Erloschene deutsche Marken – so der Untertitel zu einem Werk über die vielen Marken, welche in der Vergangenheit in Deutschland Fahrzeuge hergestellt haben. Niemand geringeres als die Motorsport-Journalisten-Legende Halwart Schrader ist für das Werk aus dem Motorbuch Verlag verantwortlich und blickt hierin zurück auf die große Markenvielfalt der deutsche Automobil-Industrie.

Ein Maybach Zeppelin steht stellvertretend für die hohe Kunst des Automobil-Baus.
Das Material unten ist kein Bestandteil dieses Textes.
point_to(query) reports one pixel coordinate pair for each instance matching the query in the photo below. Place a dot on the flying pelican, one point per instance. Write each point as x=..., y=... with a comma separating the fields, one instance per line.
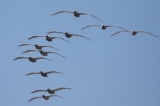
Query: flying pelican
x=43, y=53
x=39, y=47
x=49, y=39
x=50, y=91
x=76, y=14
x=68, y=35
x=44, y=97
x=103, y=27
x=31, y=59
x=135, y=32
x=44, y=74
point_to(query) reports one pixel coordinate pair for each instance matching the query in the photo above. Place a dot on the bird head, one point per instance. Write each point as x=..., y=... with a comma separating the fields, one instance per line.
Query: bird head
x=29, y=57
x=74, y=11
x=41, y=72
x=48, y=89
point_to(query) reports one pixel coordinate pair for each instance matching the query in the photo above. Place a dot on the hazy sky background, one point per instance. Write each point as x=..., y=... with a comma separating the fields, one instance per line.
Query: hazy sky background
x=122, y=70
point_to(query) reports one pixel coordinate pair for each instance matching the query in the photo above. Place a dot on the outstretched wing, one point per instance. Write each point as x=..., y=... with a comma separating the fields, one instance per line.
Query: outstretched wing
x=39, y=91
x=49, y=72
x=50, y=47
x=90, y=26
x=25, y=44
x=35, y=37
x=81, y=36
x=42, y=58
x=57, y=54
x=55, y=32
x=30, y=51
x=148, y=33
x=119, y=32
x=20, y=58
x=34, y=98
x=32, y=73
x=91, y=15
x=60, y=38
x=61, y=12
x=55, y=95
x=60, y=89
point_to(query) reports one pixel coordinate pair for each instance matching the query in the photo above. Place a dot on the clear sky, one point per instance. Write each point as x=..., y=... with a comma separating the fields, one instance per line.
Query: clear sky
x=121, y=70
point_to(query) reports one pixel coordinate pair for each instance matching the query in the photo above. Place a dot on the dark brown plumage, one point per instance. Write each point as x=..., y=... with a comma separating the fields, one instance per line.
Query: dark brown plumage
x=103, y=27
x=49, y=39
x=76, y=14
x=39, y=47
x=68, y=35
x=135, y=33
x=50, y=91
x=44, y=97
x=31, y=59
x=43, y=53
x=44, y=74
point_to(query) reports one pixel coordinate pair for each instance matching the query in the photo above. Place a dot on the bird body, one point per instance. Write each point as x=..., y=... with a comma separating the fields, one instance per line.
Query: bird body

Das Buch ist im klassischen Hochformat ausgeführt und kann beim ersten Eindruck vor allem durch seine Masse beeindrucken. Das Gewicht ist durchaus beachtlich. Der Titel wird von einem klassischen Maybach in einer gekonnten Aufnahme mit einigen Lichteffekten geschmückt. Auf der Rückseite findet sich neben den Klappentext dann noch ein Wanderer wieder, ebenfalls eine sehr bekannte, verschwundene Marke aus Deutschland. Beim ersten Blick in das Buch landet man zunächst beim Inhaltsverzeichnis, welches schon einen Überblick über die im Buch wiederzufindenen Marken bietet. Neben den 137 Marken werden auch ausgewählte Karosseriehersteller vorgestellt, die inzwischen auch nicht mehr in dieser Form existieren. Hier kommen so 24 weiterer Marken hinzu, so dass sich im Buch über 160 Hersteller wiederfinden. Das dies nicht die komplette Historie der deutschen Automobil-Industrie widerspiegelt erläutert der Autor dann in der Einleitung zum Buch und listet gleich noch zahlreiche, weitere im Buch nicht vertretende Marken auf. Wären diese alle ausnahmslos berücksichtigt worden, dann wäre das Buch vermutlich über 600 Seiten stark.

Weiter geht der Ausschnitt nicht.